Ya en 1907 la nadadora y actriz Annette Kellerman fue detenida en la playa de Boston por utilizar en público un bañador escandaloso: un traje de lana tejida que la cubría de tobillos a cuello, pero que marcaba el cuerpo, similar al que ya empleaban los hombres (aunque más pudoroso).
El impacto de su detención y de su aparición en varias películas (fue una pionera de la natación sincronizada) fue tal que acabó dando su nombre a un estilo de traje de baño. Los annete kellerman eran bañadores de una pieza, algunos de ellos cubriendo por completo las piernas y otros acabando a medio muslo, que fueron la primera colección de moda de baño y antecesores de los actuales.
Pero al mismo tiempo en la cultura en general cada vez se abre más la mano, jugando incluso con las connotaciones sicalípticas de los trajes de baño más reducidos. En películas de los años 30 la sirena Esther Williams realiza sus coreografías acuáticas en sugerentes trajes de baño con nombres como double entendre (doble sentido), y algunas de sus bailarinas llegan a aparecer en trajes de dos piezas precursores del bikini de postguerra. Las mujeres recortan, mientras las autoridades intentan recortar los recortes.

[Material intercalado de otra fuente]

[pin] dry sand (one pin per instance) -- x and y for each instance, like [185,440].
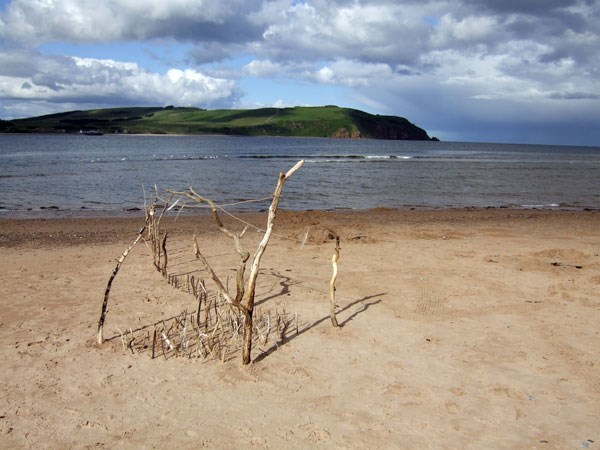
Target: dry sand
[459,329]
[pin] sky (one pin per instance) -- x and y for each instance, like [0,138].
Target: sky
[522,71]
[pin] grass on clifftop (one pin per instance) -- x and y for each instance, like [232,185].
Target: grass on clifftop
[323,121]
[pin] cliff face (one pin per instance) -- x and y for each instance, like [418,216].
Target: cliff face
[320,121]
[387,127]
[343,133]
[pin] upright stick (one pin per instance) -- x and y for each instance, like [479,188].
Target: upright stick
[334,260]
[100,336]
[256,261]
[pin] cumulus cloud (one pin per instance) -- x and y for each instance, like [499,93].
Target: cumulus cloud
[66,80]
[435,61]
[36,21]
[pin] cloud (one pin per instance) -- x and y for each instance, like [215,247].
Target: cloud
[67,80]
[460,65]
[84,21]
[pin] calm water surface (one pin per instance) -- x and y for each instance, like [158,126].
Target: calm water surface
[82,175]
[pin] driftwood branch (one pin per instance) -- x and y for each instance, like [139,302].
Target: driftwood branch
[283,177]
[334,260]
[100,335]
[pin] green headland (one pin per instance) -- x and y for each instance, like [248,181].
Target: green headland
[322,121]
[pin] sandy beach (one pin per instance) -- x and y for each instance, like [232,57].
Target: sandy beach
[459,329]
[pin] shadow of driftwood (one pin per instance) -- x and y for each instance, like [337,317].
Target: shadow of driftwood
[286,339]
[285,284]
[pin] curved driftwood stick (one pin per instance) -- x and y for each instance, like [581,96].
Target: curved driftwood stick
[100,335]
[334,260]
[237,240]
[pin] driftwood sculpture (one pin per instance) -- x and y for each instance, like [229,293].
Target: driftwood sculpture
[247,307]
[189,334]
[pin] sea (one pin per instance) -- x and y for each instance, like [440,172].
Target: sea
[58,175]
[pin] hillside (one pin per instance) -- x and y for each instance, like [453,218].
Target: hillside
[323,121]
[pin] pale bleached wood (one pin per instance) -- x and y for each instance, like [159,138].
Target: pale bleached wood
[332,289]
[104,310]
[251,291]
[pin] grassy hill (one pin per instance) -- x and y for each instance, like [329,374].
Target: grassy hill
[323,121]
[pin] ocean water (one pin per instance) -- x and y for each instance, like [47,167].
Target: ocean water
[74,175]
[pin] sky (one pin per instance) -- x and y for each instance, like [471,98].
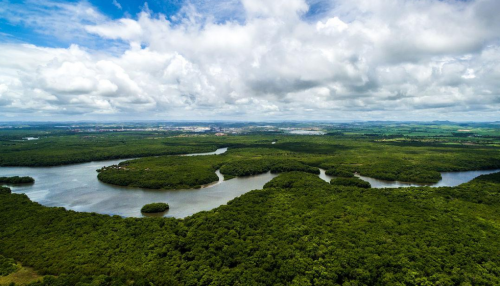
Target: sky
[255,60]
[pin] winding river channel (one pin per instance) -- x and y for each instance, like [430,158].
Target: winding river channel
[76,187]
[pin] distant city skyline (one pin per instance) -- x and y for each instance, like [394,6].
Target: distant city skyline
[250,60]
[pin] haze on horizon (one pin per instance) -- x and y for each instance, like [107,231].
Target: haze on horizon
[250,60]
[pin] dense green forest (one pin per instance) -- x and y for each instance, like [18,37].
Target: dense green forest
[16,180]
[155,208]
[251,155]
[350,182]
[298,230]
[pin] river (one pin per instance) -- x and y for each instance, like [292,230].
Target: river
[76,187]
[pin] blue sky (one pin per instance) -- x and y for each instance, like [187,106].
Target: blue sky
[19,31]
[250,60]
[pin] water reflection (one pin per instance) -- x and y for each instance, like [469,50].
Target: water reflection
[76,187]
[449,179]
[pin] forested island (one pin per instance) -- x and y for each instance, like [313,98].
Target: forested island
[297,230]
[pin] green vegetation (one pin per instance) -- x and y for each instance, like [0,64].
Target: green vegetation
[16,180]
[298,230]
[7,266]
[350,182]
[155,208]
[339,172]
[71,149]
[254,167]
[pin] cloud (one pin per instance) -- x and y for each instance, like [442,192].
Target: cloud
[377,59]
[117,4]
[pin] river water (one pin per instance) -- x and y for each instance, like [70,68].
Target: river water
[76,187]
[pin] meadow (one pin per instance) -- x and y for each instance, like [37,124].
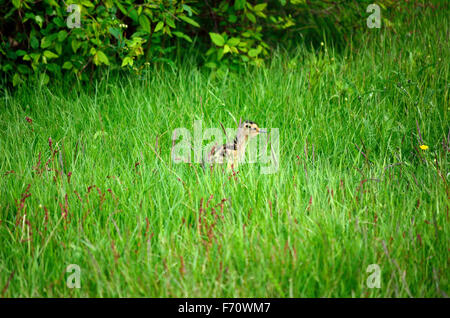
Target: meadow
[86,178]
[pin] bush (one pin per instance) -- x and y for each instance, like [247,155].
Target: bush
[47,39]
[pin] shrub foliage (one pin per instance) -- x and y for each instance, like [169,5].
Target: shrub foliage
[76,39]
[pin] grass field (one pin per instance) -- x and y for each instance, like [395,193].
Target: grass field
[354,187]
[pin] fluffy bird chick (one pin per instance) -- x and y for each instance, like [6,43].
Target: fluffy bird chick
[234,152]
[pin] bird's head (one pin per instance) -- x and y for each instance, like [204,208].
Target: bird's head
[250,129]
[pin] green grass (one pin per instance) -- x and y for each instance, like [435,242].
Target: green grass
[368,195]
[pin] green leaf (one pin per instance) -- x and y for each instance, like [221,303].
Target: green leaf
[159,26]
[217,39]
[187,9]
[127,61]
[67,65]
[251,17]
[50,55]
[182,35]
[253,52]
[189,20]
[100,58]
[62,35]
[260,7]
[145,23]
[75,45]
[46,42]
[34,42]
[16,79]
[233,41]
[239,4]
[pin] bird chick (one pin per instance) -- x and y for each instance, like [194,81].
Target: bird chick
[234,152]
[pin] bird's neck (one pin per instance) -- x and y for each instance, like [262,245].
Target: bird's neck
[240,142]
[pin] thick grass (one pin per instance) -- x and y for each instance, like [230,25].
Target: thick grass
[353,189]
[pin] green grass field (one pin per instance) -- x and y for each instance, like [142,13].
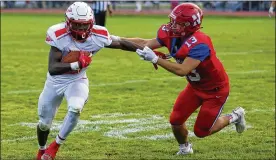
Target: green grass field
[130,103]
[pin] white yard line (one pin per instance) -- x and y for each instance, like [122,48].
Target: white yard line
[129,82]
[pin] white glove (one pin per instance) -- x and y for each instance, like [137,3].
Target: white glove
[147,54]
[115,38]
[270,12]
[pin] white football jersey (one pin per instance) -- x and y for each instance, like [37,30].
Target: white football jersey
[58,37]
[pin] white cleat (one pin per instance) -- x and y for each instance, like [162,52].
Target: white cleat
[186,150]
[240,122]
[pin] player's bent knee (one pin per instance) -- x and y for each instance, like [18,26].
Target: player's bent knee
[201,133]
[75,109]
[75,104]
[176,119]
[44,126]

Durante la Segunda Guerra Mundial, paradojas del destino, son las autoridades las que proceden a recortar: debido a la escasez de materiales y a que eran necesarios para el esfuerzo bélico, el Gobierno de EEUU solicita la reducción de un 10% en la tela necesaria para los trajes de baño.

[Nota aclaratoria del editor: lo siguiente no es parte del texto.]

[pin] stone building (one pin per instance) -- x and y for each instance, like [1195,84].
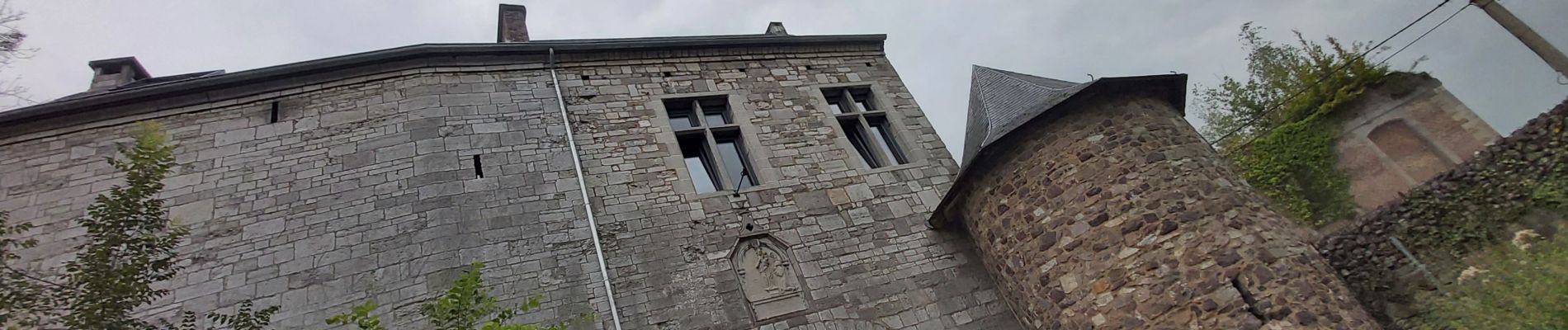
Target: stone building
[1404,132]
[1097,205]
[705,182]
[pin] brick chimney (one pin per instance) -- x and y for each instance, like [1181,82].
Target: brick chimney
[777,29]
[115,73]
[513,26]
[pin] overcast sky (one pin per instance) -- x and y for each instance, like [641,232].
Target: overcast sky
[930,43]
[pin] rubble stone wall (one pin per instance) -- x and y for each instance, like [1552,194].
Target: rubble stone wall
[1113,213]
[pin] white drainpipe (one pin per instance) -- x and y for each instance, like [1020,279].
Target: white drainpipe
[582,186]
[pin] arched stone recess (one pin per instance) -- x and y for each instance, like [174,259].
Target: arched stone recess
[768,276]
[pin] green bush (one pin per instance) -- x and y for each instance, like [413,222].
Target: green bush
[1518,290]
[466,305]
[1277,122]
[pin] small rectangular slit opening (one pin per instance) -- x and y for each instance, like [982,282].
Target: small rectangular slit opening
[275,113]
[479,167]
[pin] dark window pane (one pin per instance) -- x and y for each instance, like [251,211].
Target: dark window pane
[716,118]
[681,120]
[852,130]
[736,163]
[700,177]
[886,143]
[700,166]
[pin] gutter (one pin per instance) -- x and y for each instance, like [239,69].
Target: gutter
[292,73]
[582,186]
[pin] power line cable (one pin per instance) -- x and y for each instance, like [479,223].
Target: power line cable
[1324,77]
[1424,35]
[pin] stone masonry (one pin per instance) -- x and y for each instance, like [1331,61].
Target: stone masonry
[1112,213]
[1404,132]
[364,190]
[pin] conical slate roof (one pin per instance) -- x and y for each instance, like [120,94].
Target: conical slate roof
[1001,101]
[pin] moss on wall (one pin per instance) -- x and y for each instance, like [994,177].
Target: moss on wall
[1456,213]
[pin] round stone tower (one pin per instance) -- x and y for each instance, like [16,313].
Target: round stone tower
[1098,205]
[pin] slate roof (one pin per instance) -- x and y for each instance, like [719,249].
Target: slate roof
[143,83]
[1003,101]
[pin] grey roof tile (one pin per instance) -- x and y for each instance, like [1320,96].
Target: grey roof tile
[1001,101]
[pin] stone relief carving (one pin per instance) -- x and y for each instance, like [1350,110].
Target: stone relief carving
[768,277]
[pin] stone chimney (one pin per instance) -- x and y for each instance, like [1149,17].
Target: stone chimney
[777,29]
[513,26]
[115,73]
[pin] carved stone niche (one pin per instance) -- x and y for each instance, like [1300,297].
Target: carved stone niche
[768,276]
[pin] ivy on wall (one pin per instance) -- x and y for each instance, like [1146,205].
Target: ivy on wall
[1278,125]
[1454,214]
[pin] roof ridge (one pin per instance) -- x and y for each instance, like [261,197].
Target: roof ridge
[1015,75]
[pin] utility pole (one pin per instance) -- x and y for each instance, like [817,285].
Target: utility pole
[1538,45]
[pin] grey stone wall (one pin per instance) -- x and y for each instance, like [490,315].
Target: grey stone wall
[366,190]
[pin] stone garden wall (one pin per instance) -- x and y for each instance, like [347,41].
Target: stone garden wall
[1454,213]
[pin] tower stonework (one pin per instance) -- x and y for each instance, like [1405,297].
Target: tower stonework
[1098,205]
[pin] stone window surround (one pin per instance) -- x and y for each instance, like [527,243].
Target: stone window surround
[742,115]
[1364,134]
[897,125]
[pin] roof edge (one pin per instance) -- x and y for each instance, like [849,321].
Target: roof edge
[413,52]
[1175,91]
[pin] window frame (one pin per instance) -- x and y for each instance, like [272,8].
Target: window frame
[888,150]
[753,157]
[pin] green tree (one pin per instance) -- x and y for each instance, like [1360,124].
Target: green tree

La moda responde eliminando las falditas sobrepuestas y los cortes amplios que hasta entonces habían tratado de camuflar las formas de la mujer. Los bañadores empiezan a aproximarse a la forma actual, manteniendo todavía el tabú del ombligo a cubierto. Pero poco después habría de llegar a gran revolución, de la mano de las escaseces europeas de postguerra y de la necesidad de reinventar el glamour: el bikini.

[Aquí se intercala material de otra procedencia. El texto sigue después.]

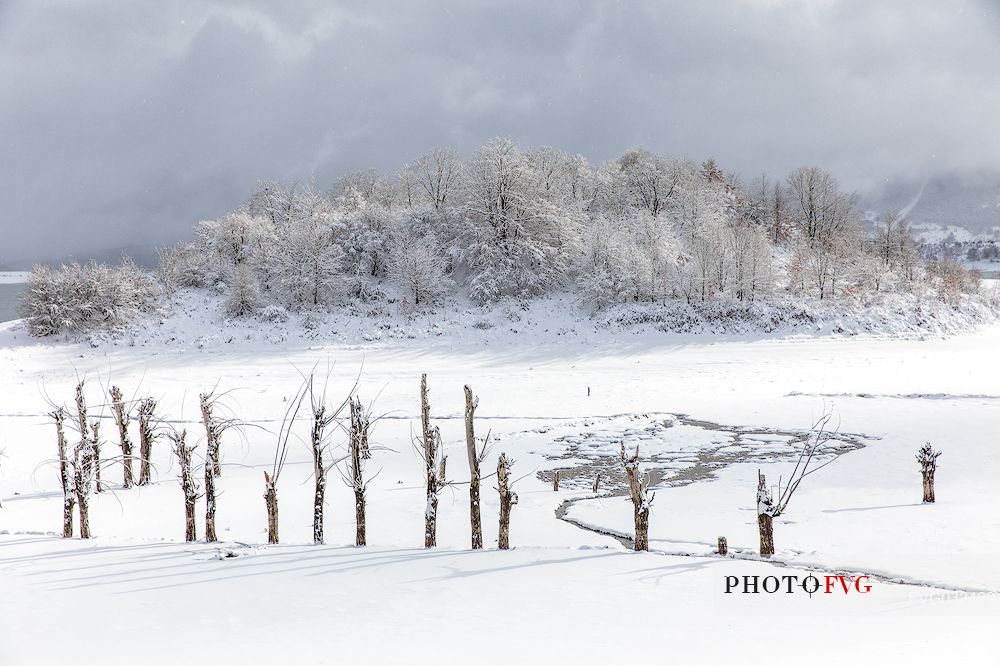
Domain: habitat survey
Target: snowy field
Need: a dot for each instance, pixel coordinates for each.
(710, 410)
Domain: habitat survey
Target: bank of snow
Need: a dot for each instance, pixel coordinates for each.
(196, 318)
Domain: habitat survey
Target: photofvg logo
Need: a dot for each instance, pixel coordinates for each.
(840, 584)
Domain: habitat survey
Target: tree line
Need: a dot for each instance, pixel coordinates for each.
(521, 223)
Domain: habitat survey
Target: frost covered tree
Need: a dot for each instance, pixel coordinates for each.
(189, 484)
(521, 240)
(508, 498)
(122, 414)
(66, 476)
(417, 266)
(641, 496)
(769, 505)
(927, 457)
(147, 436)
(436, 176)
(431, 450)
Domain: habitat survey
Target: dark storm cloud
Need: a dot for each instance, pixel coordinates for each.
(123, 123)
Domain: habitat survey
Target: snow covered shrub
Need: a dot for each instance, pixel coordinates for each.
(417, 266)
(183, 265)
(522, 237)
(243, 294)
(77, 298)
(274, 314)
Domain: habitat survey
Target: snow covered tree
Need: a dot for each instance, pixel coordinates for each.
(641, 496)
(436, 175)
(927, 457)
(508, 498)
(189, 485)
(432, 452)
(65, 475)
(417, 266)
(147, 435)
(521, 240)
(122, 414)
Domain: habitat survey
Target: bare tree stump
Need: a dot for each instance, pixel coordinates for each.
(765, 519)
(927, 457)
(508, 499)
(434, 462)
(146, 437)
(359, 445)
(189, 485)
(65, 478)
(474, 457)
(642, 498)
(122, 415)
(271, 500)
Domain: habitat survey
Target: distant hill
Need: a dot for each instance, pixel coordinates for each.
(143, 255)
(960, 207)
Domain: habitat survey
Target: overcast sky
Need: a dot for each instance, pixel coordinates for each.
(125, 122)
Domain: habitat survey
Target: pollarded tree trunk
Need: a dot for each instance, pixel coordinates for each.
(189, 486)
(65, 478)
(927, 457)
(319, 471)
(508, 499)
(146, 437)
(765, 525)
(928, 478)
(212, 433)
(765, 521)
(83, 466)
(359, 445)
(642, 499)
(271, 500)
(474, 455)
(210, 507)
(434, 465)
(122, 416)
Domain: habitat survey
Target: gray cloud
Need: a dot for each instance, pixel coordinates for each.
(125, 122)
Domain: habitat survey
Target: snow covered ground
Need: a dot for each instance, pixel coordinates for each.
(137, 594)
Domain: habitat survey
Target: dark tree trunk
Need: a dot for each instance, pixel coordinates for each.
(928, 478)
(431, 443)
(271, 500)
(121, 416)
(640, 499)
(65, 478)
(189, 486)
(473, 453)
(508, 499)
(82, 469)
(358, 445)
(211, 435)
(210, 535)
(765, 521)
(765, 525)
(146, 437)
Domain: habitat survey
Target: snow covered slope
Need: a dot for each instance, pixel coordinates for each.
(136, 593)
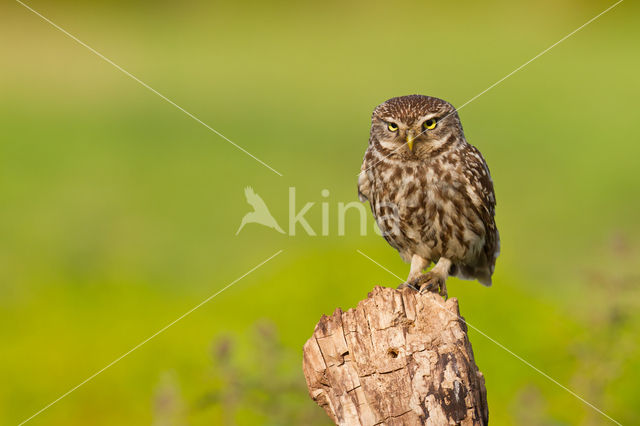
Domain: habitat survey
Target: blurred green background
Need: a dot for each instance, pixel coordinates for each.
(118, 212)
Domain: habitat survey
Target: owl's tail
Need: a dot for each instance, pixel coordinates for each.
(482, 274)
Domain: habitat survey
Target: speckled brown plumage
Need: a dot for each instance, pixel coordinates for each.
(430, 191)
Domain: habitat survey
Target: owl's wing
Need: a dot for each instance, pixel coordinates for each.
(481, 184)
(364, 185)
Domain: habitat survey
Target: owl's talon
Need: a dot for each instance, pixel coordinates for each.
(431, 282)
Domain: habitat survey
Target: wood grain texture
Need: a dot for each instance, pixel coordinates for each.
(399, 358)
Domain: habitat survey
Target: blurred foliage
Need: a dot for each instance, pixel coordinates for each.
(118, 211)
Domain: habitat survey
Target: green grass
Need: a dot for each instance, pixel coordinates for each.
(119, 212)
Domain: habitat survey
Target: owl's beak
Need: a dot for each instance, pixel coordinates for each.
(410, 138)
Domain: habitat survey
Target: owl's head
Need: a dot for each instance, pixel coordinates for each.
(415, 126)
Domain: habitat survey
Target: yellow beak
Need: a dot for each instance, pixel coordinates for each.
(410, 139)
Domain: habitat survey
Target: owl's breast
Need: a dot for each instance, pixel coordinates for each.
(423, 209)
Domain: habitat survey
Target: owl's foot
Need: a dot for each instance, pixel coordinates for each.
(431, 282)
(409, 284)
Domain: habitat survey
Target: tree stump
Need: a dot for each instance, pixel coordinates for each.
(399, 358)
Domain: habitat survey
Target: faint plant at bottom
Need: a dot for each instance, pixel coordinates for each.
(168, 406)
(261, 378)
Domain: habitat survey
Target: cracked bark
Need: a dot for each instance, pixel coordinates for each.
(399, 358)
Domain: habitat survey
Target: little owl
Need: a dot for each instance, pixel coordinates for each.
(430, 192)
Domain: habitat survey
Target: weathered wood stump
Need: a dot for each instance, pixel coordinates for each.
(399, 358)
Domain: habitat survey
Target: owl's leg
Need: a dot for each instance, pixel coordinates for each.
(435, 279)
(418, 264)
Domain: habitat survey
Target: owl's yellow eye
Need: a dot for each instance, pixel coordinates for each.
(430, 124)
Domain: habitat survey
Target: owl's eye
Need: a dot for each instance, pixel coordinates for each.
(430, 124)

“Es como el átomo, muy pequeño pero devastador”, dijo del bikini su creador. Y no era para menos: los testigos de la época fueron conscientes de que la diminuta y reveladora prenda violaba todos los tabúes sobre vestimenta femenina. Hasta tal punto que su creador, el diseñador de moda francés Louis Réard, no pudo encontrar una modelo de alta costura dispuesta a presentarlo y se vio obligado a contratar a una bailarina de strip-tease llamada Micheline Bernardini.
La versión de Réard tenía apenas 200 centímetros cuadrados de tejido, dejaba ampliamente al descubierto el ombligo y para ciertos diseños actuales sería considerada pacata, pero entonces provocó apoplejías: su uso fue prohibido en toda la costa atlántica francesa, Italia, España, Portugal y Australia, y en varios estados de EEUU se prohibió o se desaconsejó su uso.
Cuando en el certamen de belleza que acabaría convirtiéndose en Miss Mundo la ganadora, la sueca Kiki Håkansson, fue coronada luciendo un bikini, el papa Pío XII la condenó personalmente y países como Irlanda y España amenazaron con retirase de la competición. Como consecuencia del escándalo numerosos concursos de belleza prohibieron explícitamente el uso del bikini.
En EEUU el Código Hays que controlaba el contenido de las películas de Hollywood permitía trajes de baño de dos piezas, pero no mostrar ombligos; no se abandonó hasta entrados los años 60. Y no sólo las religiones y grupos moralistas se opusieron: para algunas corrientes feministas el bikini degradaba a la mujer al convertir su cuerpo en objeto de deseo masculino.
Hoy día todavía hay países, como India, donde el uso del bikini se considera inmoral. En los países donde rigen normativas de tipo religioso está prohibido y su uso perseguido, como en buena parte de Oriente Medio, donde es motivo de escándalo que una actriz aparezca con uno en una portada.
Pero en una buena parte del planeta el bikini clásico puede llegar a ser considerado como púdico, en comparación con otras versiones más extremas o con la práctica (cada vez más común) del nudismo. En este caso, como en los anteriores, las mujeres y su afán de libertad acabaron por ganar la partida a las leyes y su afán de control, siempre mucho más desatado cuando se trata de limitar la libertad de acción de la mujer. Las polémicas con la ropa femenina y su significado siguen, y seguirán; pero el resultado final no deja lugar a la duda.